STM32F767ZI External Interrupt Handling

1.3k Views Asked by At

I'm attempting to create a proper SPI slave interface for an AD7768-4 ADC. The ADC has a SPI interface, but it doesn't output the conversions via SPI. Instead, there are data outputs that are clocked out on individual GPIO pins. So I basically need to bit-bang data, and output to SPI to get a proper slave SPI interface. Please don't ask why I'm doing it this way, it was assigned to me.

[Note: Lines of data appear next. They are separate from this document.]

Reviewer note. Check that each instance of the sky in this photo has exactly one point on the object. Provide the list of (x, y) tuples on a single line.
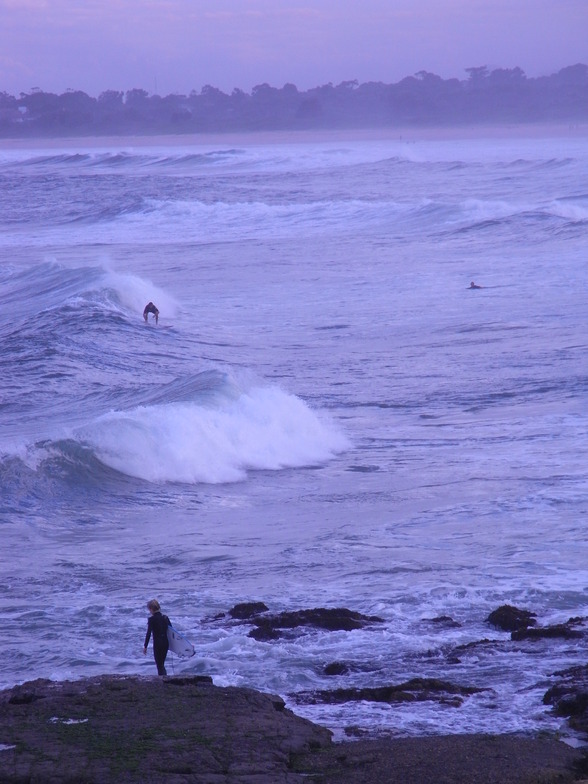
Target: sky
[(176, 46)]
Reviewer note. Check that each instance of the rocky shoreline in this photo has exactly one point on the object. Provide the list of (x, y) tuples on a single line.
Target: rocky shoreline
[(181, 729), (136, 730)]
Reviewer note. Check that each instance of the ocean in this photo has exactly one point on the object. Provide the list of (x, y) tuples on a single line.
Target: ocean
[(326, 414)]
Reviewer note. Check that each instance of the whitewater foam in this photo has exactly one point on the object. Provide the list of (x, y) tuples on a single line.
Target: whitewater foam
[(264, 428)]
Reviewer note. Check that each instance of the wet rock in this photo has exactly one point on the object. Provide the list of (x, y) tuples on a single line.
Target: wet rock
[(332, 619), (247, 610), (137, 730), (510, 619), (569, 697), (336, 668), (443, 620), (415, 690), (130, 730), (564, 631)]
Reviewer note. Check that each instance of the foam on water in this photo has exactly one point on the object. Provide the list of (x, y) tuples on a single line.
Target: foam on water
[(262, 428), (324, 416)]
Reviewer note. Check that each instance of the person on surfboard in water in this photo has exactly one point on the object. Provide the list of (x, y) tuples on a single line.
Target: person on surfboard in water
[(150, 308), (157, 624)]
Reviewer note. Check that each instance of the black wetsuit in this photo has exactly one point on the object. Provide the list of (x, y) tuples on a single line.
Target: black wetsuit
[(150, 308), (157, 624)]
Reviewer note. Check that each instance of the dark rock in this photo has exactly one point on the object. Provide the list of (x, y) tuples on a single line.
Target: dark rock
[(415, 690), (265, 633), (117, 730), (336, 668), (560, 630), (247, 610), (336, 619), (109, 730), (443, 620), (511, 619), (569, 697)]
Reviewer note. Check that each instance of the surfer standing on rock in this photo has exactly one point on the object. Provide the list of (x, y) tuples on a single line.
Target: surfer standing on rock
[(158, 625)]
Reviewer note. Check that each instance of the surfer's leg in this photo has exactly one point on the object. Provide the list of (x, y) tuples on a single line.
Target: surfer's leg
[(159, 655)]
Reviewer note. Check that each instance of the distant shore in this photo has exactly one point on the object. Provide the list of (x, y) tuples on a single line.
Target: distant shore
[(252, 138)]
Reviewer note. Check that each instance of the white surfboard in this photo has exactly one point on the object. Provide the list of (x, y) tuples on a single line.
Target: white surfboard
[(179, 644)]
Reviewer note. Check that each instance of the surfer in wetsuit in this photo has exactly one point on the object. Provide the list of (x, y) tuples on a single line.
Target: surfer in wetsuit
[(157, 625), (150, 308)]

The issue I'm having is with the interrupts. I'm using the STM32F767ZI processor - it runs at 216 MHz, and my ADC data MUST BE clocked out at 20MHz. I've set up my NMIs but what I'm not seeing is where the system calls or points to the interrupt handler.

I used the STMCubeMX software to assign pins and generate the setup code, and in the stm32F7xx.c file, it shows the NMI_Handler() function, but I don't see a pointer to it anywhere in the system files. I also found void HAL_GPIO_EXTI_IRQHandler() function in STM32F7xx_hal_gpio.c, which appears to check if the pin is asserted, and clears any pending bits, but it doesn't reset the interrupt flag, or check it, and again, I see no pointer to this function.

To more thoroughly complicate things, I have 10 clock cycles to determine which flag is set (1 of two at a time), reset it, incerment a variable, and move data from the GPIO registers. I believe this is possible, but again, I'm uncertain of what the system is doing as soon as the interrupt is tripped.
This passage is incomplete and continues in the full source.